Hi Coleen,
Thank you for the review.
Best regards,
Jamsheed
On 16/07/2020 20:13, [email protected] wrote:
Thanks to David's description of the problem and the fix, this makes
sense to me now.
I don't like it and we should revisit async exceptions for all the
other problems it causes, but this change looks safe and good.
thanks,
Coleen
On 7/16/20 3:00 AM, Jamsheed C M wrote:
Hi all,
could i get another review?
Best regards,
Jamsheed
On 16/07/2020 06:37, David Holmes wrote:
Hi Jamsheed,
tl;dr version: fix looks good. Thanks for working through things
with me on this one.
Long version ... for the sake of other reviewers (and myself) I'm
going to walk through the problem scenario and how the fix addresses
it, because the bug report is long and confusing and touches on a
number of different issues with async exception handling.

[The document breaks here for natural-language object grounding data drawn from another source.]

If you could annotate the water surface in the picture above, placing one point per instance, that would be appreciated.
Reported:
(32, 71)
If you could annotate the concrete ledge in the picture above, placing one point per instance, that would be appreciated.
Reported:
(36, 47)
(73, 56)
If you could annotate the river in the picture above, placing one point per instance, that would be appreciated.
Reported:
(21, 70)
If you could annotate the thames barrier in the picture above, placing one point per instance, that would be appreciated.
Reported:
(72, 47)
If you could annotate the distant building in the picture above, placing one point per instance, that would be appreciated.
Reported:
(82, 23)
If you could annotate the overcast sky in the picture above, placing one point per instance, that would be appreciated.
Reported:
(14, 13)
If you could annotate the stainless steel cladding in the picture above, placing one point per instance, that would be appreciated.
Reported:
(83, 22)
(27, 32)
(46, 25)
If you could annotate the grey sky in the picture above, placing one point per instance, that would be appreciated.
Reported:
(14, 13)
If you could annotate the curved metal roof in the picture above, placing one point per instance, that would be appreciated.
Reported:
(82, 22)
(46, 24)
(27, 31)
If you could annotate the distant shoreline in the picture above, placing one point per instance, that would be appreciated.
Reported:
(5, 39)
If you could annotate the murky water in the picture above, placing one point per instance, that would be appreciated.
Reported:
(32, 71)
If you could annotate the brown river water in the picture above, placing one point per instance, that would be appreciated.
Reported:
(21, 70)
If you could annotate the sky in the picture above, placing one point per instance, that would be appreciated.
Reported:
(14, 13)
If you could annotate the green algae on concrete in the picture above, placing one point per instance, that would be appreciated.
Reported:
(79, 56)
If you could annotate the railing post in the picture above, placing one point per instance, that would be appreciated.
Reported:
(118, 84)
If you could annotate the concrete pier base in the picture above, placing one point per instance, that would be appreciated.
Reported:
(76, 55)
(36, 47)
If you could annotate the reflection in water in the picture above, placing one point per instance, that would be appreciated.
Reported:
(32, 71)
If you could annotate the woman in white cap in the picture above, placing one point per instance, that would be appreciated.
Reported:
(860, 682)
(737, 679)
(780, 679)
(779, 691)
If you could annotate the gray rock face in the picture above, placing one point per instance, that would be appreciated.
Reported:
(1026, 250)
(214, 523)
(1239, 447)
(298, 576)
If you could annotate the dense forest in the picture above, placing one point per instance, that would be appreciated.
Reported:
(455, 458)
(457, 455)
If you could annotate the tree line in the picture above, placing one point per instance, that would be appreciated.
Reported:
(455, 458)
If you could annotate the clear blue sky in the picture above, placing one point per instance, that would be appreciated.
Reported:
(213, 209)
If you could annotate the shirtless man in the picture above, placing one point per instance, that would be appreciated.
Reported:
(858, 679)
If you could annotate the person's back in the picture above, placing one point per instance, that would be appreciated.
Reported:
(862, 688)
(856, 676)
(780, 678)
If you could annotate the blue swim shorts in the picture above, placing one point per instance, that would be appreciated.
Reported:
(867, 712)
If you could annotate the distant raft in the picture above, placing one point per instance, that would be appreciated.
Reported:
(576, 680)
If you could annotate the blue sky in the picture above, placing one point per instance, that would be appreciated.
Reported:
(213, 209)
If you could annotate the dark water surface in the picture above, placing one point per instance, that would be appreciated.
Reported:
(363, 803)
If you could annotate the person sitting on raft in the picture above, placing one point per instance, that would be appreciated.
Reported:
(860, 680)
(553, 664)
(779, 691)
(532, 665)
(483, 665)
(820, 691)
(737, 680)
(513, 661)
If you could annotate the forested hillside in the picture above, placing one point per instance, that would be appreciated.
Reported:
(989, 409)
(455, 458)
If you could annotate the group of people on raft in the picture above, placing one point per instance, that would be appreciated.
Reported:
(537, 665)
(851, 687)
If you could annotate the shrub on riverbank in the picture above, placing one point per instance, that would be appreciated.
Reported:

We are dealing with the code generated for Java method entry, and in
particular for a synchronized Java method. We do a lot of things in
the entry code before we actually lock the monitor and jump to the
Java method. Some of those things include method profiling and the
counter overflow check for the JIT. If an exception is thrown at
this point, the logic to remove the activation would unlock the
monitor - which we haven't actually locked yet! So we have the
do_not_unlock_if_synchronized flag which is stored in the current
JavaThread. We set that flag true so that if any exceptions result
in activation removal, the removal logic won't try to unlock the
monitor. Once we're ready to lock the monitor we set the flag back
to false (note there is an implicit assumption here that monitor
locking can never raise an exception).
The problem arises with async exceptions, or more specifically the
async exception that is raised due to an "unsafe access error". This
is where a memory-mapped ByteBuffer causes an access violation
(SEGV) due to a bad pointer. The signal handler simply sets a flag
to indicate we encountered an "unsafe access error", adjusts the BCI
to the next instruction and allows execution to proceed at the next
instruction. It is then expected that the runtime will "soon" notice
this pending unsafe access error and create and throw the
InternalError instance that indicates the ByteBuffer operation
failed. This requires executing Java code.
One of the places that checks for that pending unsafe access error
is in the destructor of the JRT_ENTRY wrapper that is used for the
method profiling and counter overflow checking. This occurs whilst
the do_not_unlock_if_synchronized flag is true, so the resulting
InternalError won't result in an attempt to unlock the not-locked
monitor.
The problem is that creating the InternalError executes Java code -
it calls constructors, which call methods etc. And some of those
methods are synchronized. So the method entry logic for such a call
will set do_not_unlock_if_synchronized to true, perform all the
preamble related to the call, then set do_not_unlock_if_synchronized
to false, lock the monitor and make the call. When construction
completes the InternalError is thrown and we remove the activation
for the method we had originally started to call. But now the
do_not_unlock_if_synchronized flag has been reset to false by the
nested Java method call, so we do in fact try to unlock a monitor
that was never locked, and things break.
This nesting problem is well known and we have a mechanism for
dealing with - the UnlockFlagSaver. The actual logic executed for
profiling methods and doing the counter overflow check contains the
requisite UnlockFlagSaver to avoid the problem just outlined.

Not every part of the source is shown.